Anna M Chen1, Teresa Gerhalter1, Seena Dehkharghani1,2, Rosemary Peralta1, Fatemeh Adlparvar1, Martin Gajdošík1, Mickael Tordjman1,3, Julia Zabludovsky1, Sulaiman Sheriff4, Sinyeob Ahn5, James S Babb1, Tamara Bushnik6, Alejandro Zarate6, Jonathan M Silver7, Brian S Im6, Stephen P Wall8, Guillaume Madelin1, and Ivan I Kirov1,2,9
1Center for Biomedical Imaging, Department of Radiology, New York University Grossman School of Medicine, New York, NY, United States, 2Department of Neurology, New York University Grossman School of Medicine, New York, NY, United States, 3Department of Radiology, Cochin Hospital, Paris, France, 4Department of Radiology, University of Miami Miller School of Medicine, Miami, FL, United States, 5Siemens Medical Solutions USA Inc., Malvern, PA, United States, 6Department of Rehabilitation Medicine, New York University Grossman School of Medicine, New York, NY, United States, 7Department of Psychiatry, New York University Grossman School of Medicine, New York, NY, United States, 8Ronald O. Perelman Department of Emergency Medicine, New York University Grossman School of Medicine, New York, NY, United States, 9Center for Advanced Imaging Innovation and Research, Department of Radiology, New York University Grossman School of Medicine, New York, NY, United States

Synopsis

1H-MRS has the potential to provide biomarkers for mild traumatic brain injury (mTBI), a diagnosis in which damage is often imaging-occult, but a lack of replicability and reproducibility studies hampers clinical translation.
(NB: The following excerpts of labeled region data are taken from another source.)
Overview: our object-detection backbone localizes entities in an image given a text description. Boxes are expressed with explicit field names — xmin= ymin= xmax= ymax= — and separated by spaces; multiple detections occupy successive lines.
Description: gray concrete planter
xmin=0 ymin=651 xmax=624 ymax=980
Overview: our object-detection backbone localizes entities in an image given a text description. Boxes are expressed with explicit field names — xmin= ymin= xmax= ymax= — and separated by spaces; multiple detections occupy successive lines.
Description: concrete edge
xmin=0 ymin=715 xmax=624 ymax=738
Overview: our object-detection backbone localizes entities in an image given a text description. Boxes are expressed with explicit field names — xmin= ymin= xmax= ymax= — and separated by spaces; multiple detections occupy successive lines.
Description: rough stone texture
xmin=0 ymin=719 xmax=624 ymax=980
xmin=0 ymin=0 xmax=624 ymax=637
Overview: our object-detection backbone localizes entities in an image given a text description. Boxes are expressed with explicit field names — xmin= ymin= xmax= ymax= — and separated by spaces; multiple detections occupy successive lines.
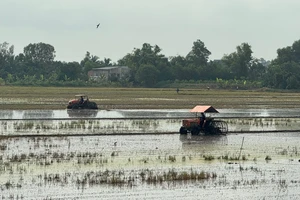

Here, we tested the replicability of previous MRSI results in mTBI with a different patient cohort. Five out of seven hypotheses were consistent with previous work, with key findings of globally diffuse white matter (WM) injury and limited gray matter injury. However, we report differences in choline and creatine, not N-acetyl-aspartate. Correlations were found between metabolite levels in WM and both symptomatology and neuropsychological testing.